Milleuna: l’azienda vinicola che promuove gusto e territorio

Milleuna: l’azienda vinicola che promuove gusto e territorio

Intervista ai proprietari dell’azienda vinicola Milleuna che, insieme a Made in Taranto, punta tutto sul rilancio del territorio per promuovere se stessa

Milleuna Vini, cosa c’è dietro questo marchio? Qual è l’attuale assetto societario?
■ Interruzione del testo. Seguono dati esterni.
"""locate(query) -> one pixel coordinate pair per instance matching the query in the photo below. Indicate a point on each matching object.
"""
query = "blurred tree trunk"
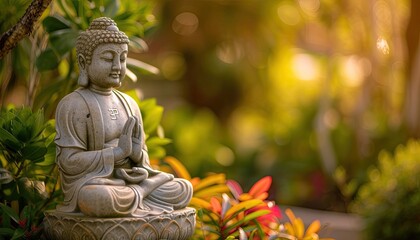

Da chi è composta la compagine societaria?
C’è la passione di gente nata contadina e la loro volontà di valorizzare una terra generosa e preziosa come i frutti che essa genera.
Dario Cavallo, responsabile marketing dell’azienda, Michele Schifone, agronomo, Marco Cavallo, figlio di Dario ed enologo coadiuvato dalla professionalità di due enologi di caratura nazionale; Bruno De Conciliis e Saverio Petrilli entrambi proprietari di una propria azienda vinicola rispettivamente in Campania e Toscana.

Com’è cominciata la vostra storia?
La storia inizia nel 2001. Forti della consapevolezza di poter fare vini strepitosi in un territorio a forte vocazione vitivinicola ma non solo,anche di poterli valorizzare mettendoli in bottiglia e facendoli conoscere all’intero mondo enologico che conta.

MilleunaSi parla tanto di agricoltura sinergica, biodinamica e di produzione di vini biologici ad opera di masserie e piccole aziende agricole.. come vi ponete rispetto a questo mercato?
Per quanto ci riguarda riduciamo “solo”al minimo indispensabile i trattamenti in vigna tra l’altro usando i tradizionali zolfo e rame e a zero l’intervento chimico sui vini nel totale rispetto della materia prima.
Grazie alla qualità delle uve e alla meticolosa vinificazione riusciamo a proporre vini con tenori di solforosa estremamente bassi : questo è di estrema importanza per la tutela della salute del consumatore e la dice tutta sulla filosofia produttiva aziendale.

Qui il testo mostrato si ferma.